Back yard is a terrible idea if you do not build a kennel for her. The privacy fence is nice, but no match for a bored GSD. A large back yard can be dangerous to a puppy. There are often poisonous plants, and when the dog gets tired of digging holes in the yard, he may start excersizing his teeth on your house. With all the paints, and stains etc, I can see the possibility of a sick dog. 

Dogs eat grass, and barf. Most of the time they will not graze too much but you never know. If you treat your lawn with any products, this can be a serious problem. 

Outside is fine weatherwise. But you have to provide shelter. A dog house is fine in the winter. Shade is necessary in the summer. If the dog has a shady spot to go to and a water bucket he cannot tip, then there is no reason why the dog would not be able to manage hot summer days. Remember, some of these dogs are working in Irak in 130 degree temperatures. 

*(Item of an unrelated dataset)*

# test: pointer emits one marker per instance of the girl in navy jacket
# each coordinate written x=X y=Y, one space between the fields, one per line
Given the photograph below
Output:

If you are feeling guilty that your dog is crated too much, then it probably is. Do you have a basement? Have you considered putting an x-pen in your basement? 

I leave dogs loose in my bedroom at night when I am sleeping, is this a possibility? 

Wake up early and play fetch with the dog or take the dog for a walk in the morning before work. Again, when you come home, give the dog some quality time that excersizes the mind as well as the body. Then keep the pup out of the crate the rest of the evening. Then have him settle for the night. 

You can use a different type of crate for the night if you must crate. A crate with a comfy dog bed in it, right next to your bed is a possibility. The dog should not be crated all night away from you -- in another room from you in my opinion. 

Is there a dog walking service that can take him out and walk him during the day? Have you concidered doggy day care? Many of us could not afford that, but it is an option if you can. 

Whatever you do, do not be so concerned about being cruel to your dog that you get your dog seriously injured or sick. Leaving an untrained puppy loose in a house for hours on end can be a disaster, and not to your stuff, but to your puppy. 

My ultimate choice would be to take the puppy to work with me. 

My first runner up would be to put up a large, escape proof kennel with proper shading, in the back yard. $$$$

My second runner up would be to set up an x-penned area in your basement where it will be easy to clean, and easy to keep safe for your pup. $. 

Next would be a dog walker.


----------